HealthDay News — Obesity and sex are differential predictors of acute remission for commonly used antidepressant medications, according to a study published in Personalized Medicine in Psychiatry.1
Erin Green, PhD, from the VA Palo Alto Health Care System in California, and colleagues obtained data for 659 outpatients (ages 18 to 65 years) who completed the iSPOT-D practical randomized controlled trial. The patients were classified as normal-weight, overweight, or obese, based on World Health Organization criteria (42, 28, and 31%, respectively). Participants were randomized to 8 weeks of escitalopram, sertraline, or venlafaxine extended-release (venlafaxine-XR) and were then categorized as remitters or non-remitters.
The researchers found that body mass index (BMI) was a differential predictor of remission based on antidepressant type. Compared with normal-weight patients, morbidly obese patients were more likely to remit on venlafaxine-XR; the effect was driven by a decline in physical symptoms, including sleep disturbance, somatic anxiety, and appetite. To achieve remission with venlafaxine-XR in obese III participants, the number needed to treat was 6. Females, but not males, with higher BMI were more likely to remit, irrespective of medication type; the effect correlated with change in cognitive symptoms, including suicidal ideation, guilt, and psychomotor changes.
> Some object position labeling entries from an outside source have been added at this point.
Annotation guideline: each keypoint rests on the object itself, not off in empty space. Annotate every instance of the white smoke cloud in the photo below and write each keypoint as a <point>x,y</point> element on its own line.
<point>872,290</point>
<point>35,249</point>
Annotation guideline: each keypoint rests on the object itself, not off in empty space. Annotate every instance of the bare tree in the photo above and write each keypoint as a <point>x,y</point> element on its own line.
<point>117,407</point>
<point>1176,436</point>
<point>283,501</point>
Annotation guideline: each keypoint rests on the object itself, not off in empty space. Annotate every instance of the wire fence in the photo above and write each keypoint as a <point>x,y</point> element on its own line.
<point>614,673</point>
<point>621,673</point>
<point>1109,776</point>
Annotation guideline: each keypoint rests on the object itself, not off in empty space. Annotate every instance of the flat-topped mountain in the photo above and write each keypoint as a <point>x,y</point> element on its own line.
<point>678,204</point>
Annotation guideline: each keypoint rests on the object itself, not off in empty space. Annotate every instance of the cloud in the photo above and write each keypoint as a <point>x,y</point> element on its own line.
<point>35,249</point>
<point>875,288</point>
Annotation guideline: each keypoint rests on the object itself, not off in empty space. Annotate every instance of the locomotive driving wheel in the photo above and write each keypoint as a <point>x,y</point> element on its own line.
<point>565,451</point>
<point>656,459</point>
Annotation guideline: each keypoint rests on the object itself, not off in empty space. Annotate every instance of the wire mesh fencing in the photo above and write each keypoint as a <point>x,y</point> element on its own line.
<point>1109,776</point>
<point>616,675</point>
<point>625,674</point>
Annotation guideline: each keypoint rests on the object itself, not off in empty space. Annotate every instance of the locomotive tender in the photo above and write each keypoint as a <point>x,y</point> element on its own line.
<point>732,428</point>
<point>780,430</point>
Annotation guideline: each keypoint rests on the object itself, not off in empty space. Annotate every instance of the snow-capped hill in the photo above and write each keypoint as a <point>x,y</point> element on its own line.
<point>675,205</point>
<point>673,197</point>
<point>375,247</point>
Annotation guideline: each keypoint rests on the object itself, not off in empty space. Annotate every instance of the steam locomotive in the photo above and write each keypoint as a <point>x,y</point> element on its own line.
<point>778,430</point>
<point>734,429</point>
“Our findings suggest that considering BMI and sex, and assessing specific symptoms, could help tailor antidepressant choices to improve remission from depression in specialty and primary care settings,” the authors write.
Two authors disclosed financial ties to the biopharmaceutical industry; one author disclosed ties to the health insurance industry and to Brain Resource Ltd., which supported iSPOT-D.
- Green E, Goldstein-Piekarski AN, Alan F. Schatzberg AF, et al. Personalizing antidepressant choice by sex, body mass index, and symptom profile: An iSPOT-D report. Pers Med Psychiatr. 2017;1:65-73.